Quando surgiu, a internet parecia apenas continuidade do velho ideal de avanço. Democratizaria o conhecimento, facilitaria a comunicação, reduziria distâncias, ampliaria oportunidades. Parecia uma nova biblioteca de Alexandria, mas viva, móvel, universal. Contudo, conforme se expandiu, ela deixou de ser biblioteca e se tornou labirinto. Deixou de ser ferramenta e virou ambiente. De instrumento que servia ao ser humano, converteu-se em meio onde o humano passa a habitar — e, como todo meio, impõe suas próprias leis. Um mundo que se instala não só nas telas, mas nos intervalos de pensamento, nos espaços antes reservados ao silêncio, nas manhãs em que não acordamos mais sozinhos, mas imediatamente acompanhados por um fluxo de notificações.

É aqui que a dúvida ganha corpo. O progresso da internet talvez seja o primeiro que não se paga. Não porque não ofereça vantagens — elas são inegáveis —, mas porque os danos não são periféricos, e sim estruturais. Eles se infiltram onde a civilização menos soube olhar: no ritmo da mente, na elasticidade da atenção, na profundidade das relações, na capacidade de sustentar o próprio eu sem dispersão constante. A bomba atômica nos aterrorizou, mas não entrou no quarto à noite. A internet, ao contrário, entra sem bater. Não destrói cidades: destrói a capacidade de introspecção. Não incendeia florestas: incendeia o tempo livre. Não fragmenta territórios: fragmenta a continuidade da consciência. E o faz de maneira tão suave, tão aderente, que quase acreditamos que foi escolha nossa.

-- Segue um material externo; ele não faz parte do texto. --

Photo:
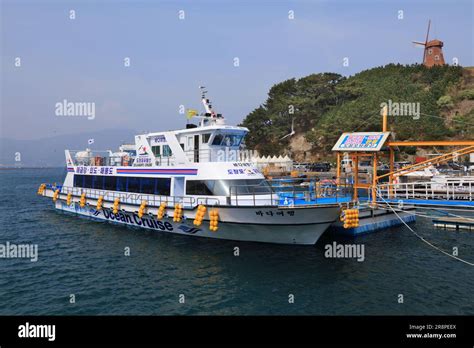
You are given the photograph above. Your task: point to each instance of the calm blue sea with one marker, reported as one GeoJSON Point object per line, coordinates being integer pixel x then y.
{"type": "Point", "coordinates": [86, 258]}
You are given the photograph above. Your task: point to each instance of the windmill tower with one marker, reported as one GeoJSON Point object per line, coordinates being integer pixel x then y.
{"type": "Point", "coordinates": [433, 53]}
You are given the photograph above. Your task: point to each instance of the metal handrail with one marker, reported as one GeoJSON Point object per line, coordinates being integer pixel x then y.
{"type": "Point", "coordinates": [136, 198]}
{"type": "Point", "coordinates": [449, 190]}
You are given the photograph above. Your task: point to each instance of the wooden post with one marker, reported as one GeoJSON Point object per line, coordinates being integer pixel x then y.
{"type": "Point", "coordinates": [338, 168]}
{"type": "Point", "coordinates": [392, 167]}
{"type": "Point", "coordinates": [384, 119]}
{"type": "Point", "coordinates": [374, 181]}
{"type": "Point", "coordinates": [356, 177]}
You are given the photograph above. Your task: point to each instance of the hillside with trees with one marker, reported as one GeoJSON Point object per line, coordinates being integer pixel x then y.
{"type": "Point", "coordinates": [324, 105]}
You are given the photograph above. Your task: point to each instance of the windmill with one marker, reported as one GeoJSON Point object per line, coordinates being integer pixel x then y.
{"type": "Point", "coordinates": [432, 53]}
{"type": "Point", "coordinates": [292, 129]}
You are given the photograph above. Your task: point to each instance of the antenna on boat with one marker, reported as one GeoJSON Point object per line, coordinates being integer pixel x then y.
{"type": "Point", "coordinates": [207, 103]}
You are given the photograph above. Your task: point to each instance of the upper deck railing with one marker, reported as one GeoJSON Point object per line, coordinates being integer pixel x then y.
{"type": "Point", "coordinates": [290, 192]}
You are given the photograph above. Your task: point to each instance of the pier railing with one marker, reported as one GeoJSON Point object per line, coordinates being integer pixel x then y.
{"type": "Point", "coordinates": [452, 189]}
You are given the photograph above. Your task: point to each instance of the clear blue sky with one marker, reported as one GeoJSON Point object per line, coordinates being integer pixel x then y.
{"type": "Point", "coordinates": [82, 59]}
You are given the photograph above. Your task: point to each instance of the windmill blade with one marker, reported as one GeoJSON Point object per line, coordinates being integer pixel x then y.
{"type": "Point", "coordinates": [428, 32]}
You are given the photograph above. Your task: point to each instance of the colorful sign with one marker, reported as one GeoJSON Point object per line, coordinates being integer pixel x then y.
{"type": "Point", "coordinates": [363, 141]}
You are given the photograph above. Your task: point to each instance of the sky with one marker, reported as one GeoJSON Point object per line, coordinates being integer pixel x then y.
{"type": "Point", "coordinates": [82, 59]}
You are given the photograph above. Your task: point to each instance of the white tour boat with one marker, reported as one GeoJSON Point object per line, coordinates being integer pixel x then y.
{"type": "Point", "coordinates": [189, 182]}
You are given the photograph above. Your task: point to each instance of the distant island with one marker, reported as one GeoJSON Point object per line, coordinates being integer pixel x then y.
{"type": "Point", "coordinates": [322, 106]}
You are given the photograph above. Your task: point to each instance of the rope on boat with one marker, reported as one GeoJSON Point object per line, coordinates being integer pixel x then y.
{"type": "Point", "coordinates": [423, 239]}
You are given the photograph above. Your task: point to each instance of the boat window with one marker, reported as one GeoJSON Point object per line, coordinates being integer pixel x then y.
{"type": "Point", "coordinates": [231, 140]}
{"type": "Point", "coordinates": [163, 186]}
{"type": "Point", "coordinates": [197, 187]}
{"type": "Point", "coordinates": [227, 139]}
{"type": "Point", "coordinates": [121, 183]}
{"type": "Point", "coordinates": [88, 181]}
{"type": "Point", "coordinates": [217, 139]}
{"type": "Point", "coordinates": [110, 183]}
{"type": "Point", "coordinates": [160, 186]}
{"type": "Point", "coordinates": [147, 185]}
{"type": "Point", "coordinates": [79, 180]}
{"type": "Point", "coordinates": [98, 182]}
{"type": "Point", "coordinates": [156, 150]}
{"type": "Point", "coordinates": [224, 187]}
{"type": "Point", "coordinates": [133, 184]}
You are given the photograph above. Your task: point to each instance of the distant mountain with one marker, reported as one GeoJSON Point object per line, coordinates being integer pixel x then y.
{"type": "Point", "coordinates": [49, 152]}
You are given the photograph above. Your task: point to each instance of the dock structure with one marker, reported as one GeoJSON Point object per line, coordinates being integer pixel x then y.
{"type": "Point", "coordinates": [374, 220]}
{"type": "Point", "coordinates": [384, 198]}
{"type": "Point", "coordinates": [454, 223]}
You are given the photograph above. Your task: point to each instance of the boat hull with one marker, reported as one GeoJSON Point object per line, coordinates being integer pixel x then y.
{"type": "Point", "coordinates": [293, 231]}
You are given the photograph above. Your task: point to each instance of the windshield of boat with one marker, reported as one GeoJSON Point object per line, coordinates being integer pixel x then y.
{"type": "Point", "coordinates": [227, 187]}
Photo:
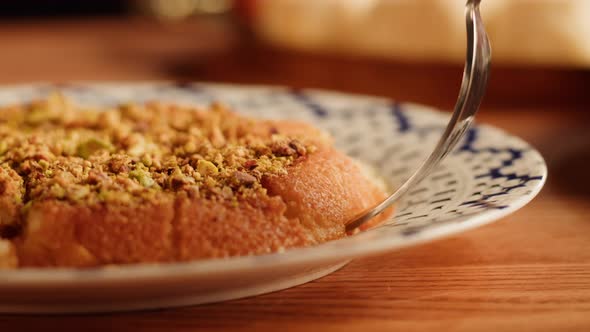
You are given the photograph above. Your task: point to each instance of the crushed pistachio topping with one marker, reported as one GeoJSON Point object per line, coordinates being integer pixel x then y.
{"type": "Point", "coordinates": [66, 152]}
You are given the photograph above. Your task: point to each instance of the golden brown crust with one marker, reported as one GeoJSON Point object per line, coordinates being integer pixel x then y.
{"type": "Point", "coordinates": [209, 229]}
{"type": "Point", "coordinates": [11, 192]}
{"type": "Point", "coordinates": [159, 183]}
{"type": "Point", "coordinates": [8, 257]}
{"type": "Point", "coordinates": [63, 234]}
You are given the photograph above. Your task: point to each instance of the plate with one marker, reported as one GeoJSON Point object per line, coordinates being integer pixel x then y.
{"type": "Point", "coordinates": [489, 175]}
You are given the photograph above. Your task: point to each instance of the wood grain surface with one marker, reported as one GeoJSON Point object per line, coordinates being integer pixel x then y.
{"type": "Point", "coordinates": [528, 272]}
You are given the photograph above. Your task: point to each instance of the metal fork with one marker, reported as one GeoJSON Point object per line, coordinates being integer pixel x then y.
{"type": "Point", "coordinates": [473, 86]}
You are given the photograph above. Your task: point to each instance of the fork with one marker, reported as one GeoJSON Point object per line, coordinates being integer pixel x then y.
{"type": "Point", "coordinates": [473, 86]}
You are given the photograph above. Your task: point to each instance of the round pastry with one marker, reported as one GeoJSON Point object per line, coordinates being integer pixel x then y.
{"type": "Point", "coordinates": [160, 182]}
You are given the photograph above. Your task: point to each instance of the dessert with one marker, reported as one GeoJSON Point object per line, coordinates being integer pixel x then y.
{"type": "Point", "coordinates": [157, 182]}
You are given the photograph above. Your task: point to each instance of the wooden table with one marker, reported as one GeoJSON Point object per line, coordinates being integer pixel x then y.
{"type": "Point", "coordinates": [529, 271]}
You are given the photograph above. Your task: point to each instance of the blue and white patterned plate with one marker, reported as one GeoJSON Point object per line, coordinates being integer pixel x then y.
{"type": "Point", "coordinates": [490, 175]}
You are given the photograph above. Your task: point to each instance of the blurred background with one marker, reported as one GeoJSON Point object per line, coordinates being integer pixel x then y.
{"type": "Point", "coordinates": [410, 50]}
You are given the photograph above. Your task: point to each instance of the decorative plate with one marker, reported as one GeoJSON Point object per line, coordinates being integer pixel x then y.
{"type": "Point", "coordinates": [489, 175]}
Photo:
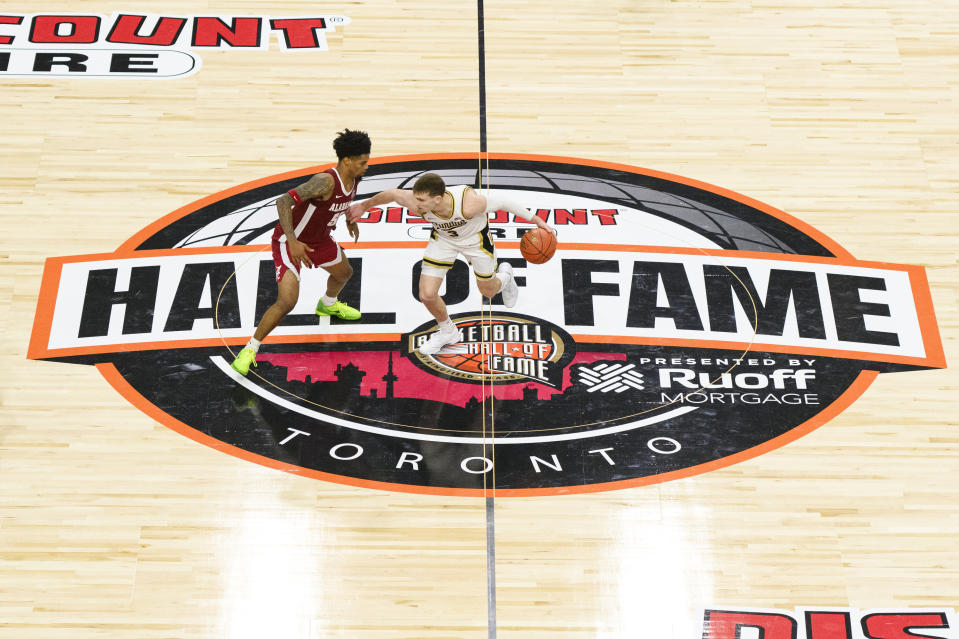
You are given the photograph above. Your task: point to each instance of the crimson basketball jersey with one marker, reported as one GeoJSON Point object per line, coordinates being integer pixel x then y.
{"type": "Point", "coordinates": [314, 219]}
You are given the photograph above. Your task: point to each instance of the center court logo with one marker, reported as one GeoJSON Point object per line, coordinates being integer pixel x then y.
{"type": "Point", "coordinates": [679, 328]}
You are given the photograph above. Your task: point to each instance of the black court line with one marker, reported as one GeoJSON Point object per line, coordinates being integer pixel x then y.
{"type": "Point", "coordinates": [490, 505]}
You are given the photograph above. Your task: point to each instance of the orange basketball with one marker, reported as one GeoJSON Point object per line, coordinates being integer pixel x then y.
{"type": "Point", "coordinates": [537, 245]}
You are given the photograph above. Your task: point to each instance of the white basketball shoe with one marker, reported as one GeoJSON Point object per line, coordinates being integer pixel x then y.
{"type": "Point", "coordinates": [438, 340]}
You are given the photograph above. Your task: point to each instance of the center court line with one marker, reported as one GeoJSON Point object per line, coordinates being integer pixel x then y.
{"type": "Point", "coordinates": [221, 363]}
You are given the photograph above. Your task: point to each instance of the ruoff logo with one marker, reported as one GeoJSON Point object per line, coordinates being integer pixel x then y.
{"type": "Point", "coordinates": [679, 328]}
{"type": "Point", "coordinates": [142, 45]}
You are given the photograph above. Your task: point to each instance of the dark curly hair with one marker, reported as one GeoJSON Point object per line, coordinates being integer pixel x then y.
{"type": "Point", "coordinates": [348, 144]}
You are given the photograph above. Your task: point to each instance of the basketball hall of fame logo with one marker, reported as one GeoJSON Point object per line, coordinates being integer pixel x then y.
{"type": "Point", "coordinates": [679, 328]}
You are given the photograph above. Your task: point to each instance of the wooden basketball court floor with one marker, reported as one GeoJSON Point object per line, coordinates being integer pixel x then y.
{"type": "Point", "coordinates": [842, 114]}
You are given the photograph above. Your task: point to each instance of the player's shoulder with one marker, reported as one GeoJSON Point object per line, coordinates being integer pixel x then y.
{"type": "Point", "coordinates": [473, 201]}
{"type": "Point", "coordinates": [319, 186]}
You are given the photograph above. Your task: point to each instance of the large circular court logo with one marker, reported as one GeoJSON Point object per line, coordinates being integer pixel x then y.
{"type": "Point", "coordinates": [679, 328]}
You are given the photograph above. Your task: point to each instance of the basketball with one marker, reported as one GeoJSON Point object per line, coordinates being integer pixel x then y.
{"type": "Point", "coordinates": [537, 245]}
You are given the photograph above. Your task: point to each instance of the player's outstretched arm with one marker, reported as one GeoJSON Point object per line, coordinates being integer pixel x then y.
{"type": "Point", "coordinates": [477, 204]}
{"type": "Point", "coordinates": [400, 196]}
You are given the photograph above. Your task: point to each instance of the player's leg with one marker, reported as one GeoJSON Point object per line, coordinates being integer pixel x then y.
{"type": "Point", "coordinates": [439, 257]}
{"type": "Point", "coordinates": [490, 278]}
{"type": "Point", "coordinates": [429, 292]}
{"type": "Point", "coordinates": [446, 333]}
{"type": "Point", "coordinates": [335, 263]}
{"type": "Point", "coordinates": [288, 291]}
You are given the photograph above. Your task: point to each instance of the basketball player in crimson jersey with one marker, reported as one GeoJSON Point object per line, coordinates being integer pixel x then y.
{"type": "Point", "coordinates": [301, 238]}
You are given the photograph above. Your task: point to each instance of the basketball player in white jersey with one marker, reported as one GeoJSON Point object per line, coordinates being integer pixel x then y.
{"type": "Point", "coordinates": [460, 219]}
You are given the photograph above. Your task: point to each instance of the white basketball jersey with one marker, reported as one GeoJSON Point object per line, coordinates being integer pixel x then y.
{"type": "Point", "coordinates": [457, 228]}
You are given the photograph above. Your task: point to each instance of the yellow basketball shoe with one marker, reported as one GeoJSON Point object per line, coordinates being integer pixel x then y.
{"type": "Point", "coordinates": [337, 308]}
{"type": "Point", "coordinates": [243, 360]}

Para testar essa hipótese, imaginemos — não por nostalgia, mas por método — o mundo tal como é e o mundo tal como seria sem internet. O exercício não pretende idealizar o passado, apenas iluminar o presente. Com a internet, ganhamos uma velocidade inédita de comunicação, uma economia digital pulsante, acesso imediato a um oceano de informações que antes levaríamos uma vida inteira para tocar. Sem ela, perderíamos parte dessa eficiência. Mas, em troca, talvez preservássemos algo que hoje se tornou escasso: um tempo contínuo, uma privacidade profunda, uma identidade que se forma sem espelhos incessantes, uma atenção não fragmentada, relações que amadurecem no ritmo da presença e não da performance, um mundo onde a interioridade não é constantemente solicitada, medida, vigiada ou exibida.

A pergunta que emerge desse contraste não é se a internet deveria existir ou não — esse tipo de oposição é simplista —, mas se o modo como ela se infiltrou na vida representa um avanço ou um ônus. E, sobretudo, se a ideia moderna de progresso ainda é capaz de captar aquilo que realmente importa. Porque talvez o que esteja em jogo seja menos a internet e mais a crença, quase religiosa, de que toda tecnologia é benéfica por definição. Essa fé no progresso automático impediu que víssemos seus efeitos subjetivos. Ficamos cegos para o fato de que, ao medir avanço apenas por produtividade, conectividade e velocidade, deixamos de medir o que nos constitui: o silêncio, a densidade emocional, o poder de concentração, a liberdade de atenção, a profundidade dos vínculos, a autonomia da mente.

Talvez ainda seja cedo para concluir se a internet é, em última instância, um saldo positivo ou negativo. Mas já é tarde demais para fingir que a pergunta não importa. O progresso só continuará merecendo esse nome se formos capazes de proteger aquilo que ele não pode fabricar: o espaço interno onde cada pessoa se torna si mesma. Se falharmos nisso, a internet — essa maravilha técnica, esse triunfo da inteligência humana — poderá ser lembrada, ironicamente, como o ponto em que o progresso começou a duvidar de si.

Porque o futuro da humanidade talvez dependa menos das máquinas que inventamos e mais daquilo que ainda conseguimos preservar dentro de nós.